OPINION: The data has spoken: New Mexico's path to solving our doctor shortage
“Show me the data.” If you’ve attended a House Health committee meeting, it’s likely you’ve heard me say this in response to misinformation and disinformation about why New Mexico — and the country — have a health care workforce shortage. Last month, the Legislative Finance Committee, a neutral nonpartisan legislative agency, granted my request and presented the first piece to the data puzzle with a report that quantifies New Mexico’s doctor shortage in real terms.
LFC’s data is exactly what we need. It doesn’t point fingers at patient advocates and it doesn’t propose solutions that harm a patient’s access to justice. It does provide clear information. While New Mexico is in the median for our number of doctors as compared to the rest of the country and doing better than some of our neighboring states, we need 200 primary care physicians, 80 of which are needed in Bernalillo County.
New Mexico leaders have worked for years to increase access to health care, including by expanding loan forgiveness for health care workers, creating a rural health care delivery fund for providers, and creating a health care affordability fund for patients.
Now that Republicans in Washington, D.C., and President Trump have passed a federal spending bill that threatens to reverse New Mexico’s health care progress by kicking 100,000 New Mexicans off their Medicaid health insurance, these efforts are more important than ever.
LFC’s data presents us with a clear challenge. How do we get 200 additional primary care physicians in New Mexico? Below are actionable steps my colleagues and I have been working on and will continue to do so.
- Pay clinicians enough to attract and retain them in New Mexico.
- Help physicians pay their student loan debt. The average debt of medical school graduates now hovers around $205,000. With a $41 million one-time budget appropriation, the state could fully pay off the student loans of the roughly 200 doctors we need to close the gap.

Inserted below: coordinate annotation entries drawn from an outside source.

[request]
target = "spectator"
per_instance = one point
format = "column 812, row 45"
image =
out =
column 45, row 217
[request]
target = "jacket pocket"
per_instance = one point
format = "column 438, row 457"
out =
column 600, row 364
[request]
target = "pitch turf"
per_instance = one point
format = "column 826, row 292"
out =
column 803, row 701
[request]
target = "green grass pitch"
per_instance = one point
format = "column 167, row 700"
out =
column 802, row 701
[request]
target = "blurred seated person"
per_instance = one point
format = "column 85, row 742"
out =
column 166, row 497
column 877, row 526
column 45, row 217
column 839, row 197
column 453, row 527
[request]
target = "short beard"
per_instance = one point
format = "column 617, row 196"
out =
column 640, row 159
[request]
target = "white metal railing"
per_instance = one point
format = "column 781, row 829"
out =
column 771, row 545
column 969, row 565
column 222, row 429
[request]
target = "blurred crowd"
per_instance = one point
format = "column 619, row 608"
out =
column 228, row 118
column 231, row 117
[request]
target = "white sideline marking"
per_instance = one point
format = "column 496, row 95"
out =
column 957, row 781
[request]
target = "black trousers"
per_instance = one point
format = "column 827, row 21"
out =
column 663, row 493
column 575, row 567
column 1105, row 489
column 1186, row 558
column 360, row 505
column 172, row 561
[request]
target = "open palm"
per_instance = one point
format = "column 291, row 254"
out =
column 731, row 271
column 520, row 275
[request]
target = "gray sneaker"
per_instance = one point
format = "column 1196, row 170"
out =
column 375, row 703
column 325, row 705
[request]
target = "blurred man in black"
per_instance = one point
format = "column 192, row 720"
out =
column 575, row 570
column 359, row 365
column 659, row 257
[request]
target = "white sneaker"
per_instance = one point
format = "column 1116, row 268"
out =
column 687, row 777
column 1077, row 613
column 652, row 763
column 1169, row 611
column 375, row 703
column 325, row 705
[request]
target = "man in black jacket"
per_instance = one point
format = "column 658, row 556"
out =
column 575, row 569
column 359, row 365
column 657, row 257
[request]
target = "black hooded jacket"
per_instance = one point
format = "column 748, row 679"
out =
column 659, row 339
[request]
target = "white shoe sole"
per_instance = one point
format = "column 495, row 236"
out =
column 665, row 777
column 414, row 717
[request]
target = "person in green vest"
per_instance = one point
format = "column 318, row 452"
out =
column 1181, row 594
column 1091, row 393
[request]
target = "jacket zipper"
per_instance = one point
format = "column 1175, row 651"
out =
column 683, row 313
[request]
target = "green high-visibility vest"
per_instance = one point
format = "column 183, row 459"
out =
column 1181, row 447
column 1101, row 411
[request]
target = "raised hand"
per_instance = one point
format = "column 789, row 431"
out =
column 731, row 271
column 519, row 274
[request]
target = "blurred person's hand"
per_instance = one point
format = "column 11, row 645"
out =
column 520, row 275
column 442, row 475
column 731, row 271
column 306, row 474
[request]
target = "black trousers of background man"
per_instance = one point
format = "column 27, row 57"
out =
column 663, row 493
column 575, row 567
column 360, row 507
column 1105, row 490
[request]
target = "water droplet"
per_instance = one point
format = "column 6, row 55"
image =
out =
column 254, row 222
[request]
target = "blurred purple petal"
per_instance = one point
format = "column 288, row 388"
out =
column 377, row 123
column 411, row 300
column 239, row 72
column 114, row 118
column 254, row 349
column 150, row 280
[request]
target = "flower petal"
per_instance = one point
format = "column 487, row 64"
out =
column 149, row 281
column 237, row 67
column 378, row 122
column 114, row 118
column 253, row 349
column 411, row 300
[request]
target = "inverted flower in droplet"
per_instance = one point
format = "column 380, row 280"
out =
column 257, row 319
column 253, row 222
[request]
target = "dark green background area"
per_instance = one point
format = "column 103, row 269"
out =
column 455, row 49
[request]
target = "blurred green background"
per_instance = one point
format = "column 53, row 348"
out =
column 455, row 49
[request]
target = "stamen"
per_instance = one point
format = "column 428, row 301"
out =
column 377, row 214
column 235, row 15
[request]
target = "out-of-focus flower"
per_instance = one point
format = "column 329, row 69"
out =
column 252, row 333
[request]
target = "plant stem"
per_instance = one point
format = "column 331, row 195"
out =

- Pass a strategic recruitment bill, like the one sponsored by my colleague, Rep. Marianna Anaya, D-Albuquerque, last session, to get our University of New Mexico Medical School graduates to come back home, by helping them get credentialed, licensed, find their dream job, housing and more.
- Assist providers with their down payment to buy a home in New Mexico. When people own a home, they’re more likely to stay. My colleague Rep. Kathleen Cates, D-Rio Rancho, has a proposal that would help.
- Ensure that all state-backed financial incentives directly benefit providers, instead of out-of-state medical corporations, where those incentives all too often evaporate into executive bonuses and shareholder dividends before reaching providers.
The political theater around this issue has grown stale. Real families in rural communities are watching their physicians retire without replacement, expectant parents are driving hours for check ups, and people with chronic conditions are suffering while they sit on weeks-long waitlists to see specialists.
Now, the gutting of Medicaid makes it more important and urgent than ever that we stop debating phantom problems and focus our attention on the real challenge: ensuring every New Mexican has timely access to quality medical care.
The data has spoken. Now we must listen — and act.